Beginners Guide - Introduction of Big Data & Hadoop

Fazlur Rahman

4.85/5 (13 votes)

21 Jan 2017CPOL10 min read

22.9K

What is Big Data and how Hadoop been introduced to overcome the problems associated with Big Data?

Big Data

As the name implies, Big Data is the huge amount of data which is complex and difficult to store, maintain or access in regular file system using traditional data processing applications. And what are the sources of this huge set of data.

A typical large stock exchange
Mobile phones
Video sharing portal like YouTube, Vimeo, Dailymotion, etc.
Social networks like Facebook, Twitter, LinkedIn, etc.
Network sensors
Web pages, text and documents
Web logs
System logs
Search index data
CCTV images

Data Types

Data can be identified as the following three types:

Structured Data: Data which is presented in a tabular format and stores in RDMS (Relational Database Management System)
Semi-structured Data: Data which does not have a formal data model and stores in XML, JSON, etc.
Unstructured Data: Data which does not have a pre-defined data model like video, audio, image, text, web logs, system logs, etc.

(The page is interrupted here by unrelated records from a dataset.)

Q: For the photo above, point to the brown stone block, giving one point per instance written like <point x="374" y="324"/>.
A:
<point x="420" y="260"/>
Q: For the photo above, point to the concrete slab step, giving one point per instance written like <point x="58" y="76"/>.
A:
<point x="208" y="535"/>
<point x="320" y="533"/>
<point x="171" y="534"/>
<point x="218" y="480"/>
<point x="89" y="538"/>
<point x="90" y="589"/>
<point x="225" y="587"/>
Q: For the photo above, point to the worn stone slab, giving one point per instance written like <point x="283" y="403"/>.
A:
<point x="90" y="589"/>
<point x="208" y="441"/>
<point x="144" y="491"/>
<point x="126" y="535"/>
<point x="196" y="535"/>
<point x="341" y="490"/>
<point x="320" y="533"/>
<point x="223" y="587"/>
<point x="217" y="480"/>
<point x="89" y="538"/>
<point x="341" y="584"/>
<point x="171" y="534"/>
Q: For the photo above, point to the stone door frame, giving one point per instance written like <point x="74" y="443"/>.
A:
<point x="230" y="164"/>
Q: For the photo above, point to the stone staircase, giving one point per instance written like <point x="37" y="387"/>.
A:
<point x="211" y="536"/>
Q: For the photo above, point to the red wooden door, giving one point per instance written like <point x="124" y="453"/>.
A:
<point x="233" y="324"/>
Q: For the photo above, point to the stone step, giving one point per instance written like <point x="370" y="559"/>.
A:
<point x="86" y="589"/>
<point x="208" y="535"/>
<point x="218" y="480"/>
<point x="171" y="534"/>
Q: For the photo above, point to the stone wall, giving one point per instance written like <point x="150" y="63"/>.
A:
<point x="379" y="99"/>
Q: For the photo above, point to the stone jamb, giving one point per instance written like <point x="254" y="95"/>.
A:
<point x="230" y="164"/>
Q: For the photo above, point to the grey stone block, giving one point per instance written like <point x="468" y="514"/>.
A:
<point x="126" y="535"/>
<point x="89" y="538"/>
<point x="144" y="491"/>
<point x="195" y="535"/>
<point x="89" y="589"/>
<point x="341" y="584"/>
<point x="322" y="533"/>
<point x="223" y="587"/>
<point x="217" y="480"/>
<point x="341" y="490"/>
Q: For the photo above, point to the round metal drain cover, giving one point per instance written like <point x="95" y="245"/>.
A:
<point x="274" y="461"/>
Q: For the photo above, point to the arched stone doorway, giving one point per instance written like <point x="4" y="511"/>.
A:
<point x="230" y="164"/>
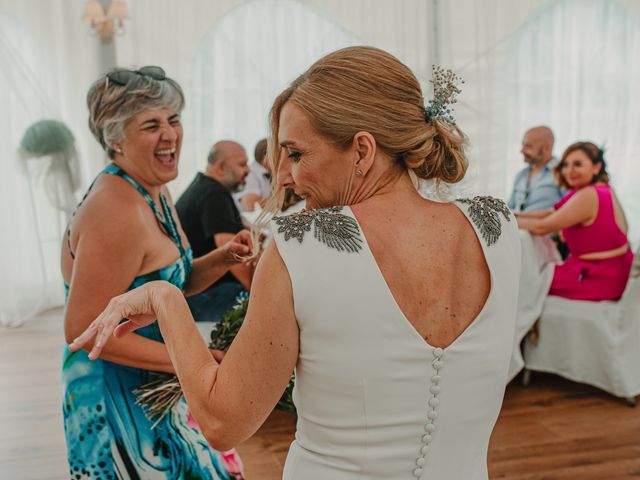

Characteristics of Big Data Technology

A regular file system with typical data processing application faces the following challenges:

Volume – The volume of data coming from different sources is high and potentially increasing day by day
Velocity – A single processor, limited RAM and limited storage based system is not enough to process this high volume of data
Variety – Data coming from different sources varies

And therefore, the Big Data Technology comes into the picture:

It helps to store, manage and process high volume and variety of data in cost & time effective manner.
It analyzes data in its native form, which could be unstructured, structured or streaming.
It captures data from live events in real time.
It has a very well defined and strong system failure mechanism which provides high-availability. It handles system uptime and downtime:
- Using commodity hardware for data storage and analysis
- Maintain multiple copies of the same data across clusters
It stores data in blocks in different machines and then merges them on demand.

Hadoop

Hadoop is a platform or framework which helps to store high volume and variety of data in single or distributed file storage. It's open source, programmed in Java and distributed by Apache Foundation. It has a distributed filesystem called HDFS (Hadoop Distributed File System) which enables storing & fast data transfer among distributed file storages and MapReduce to process the data.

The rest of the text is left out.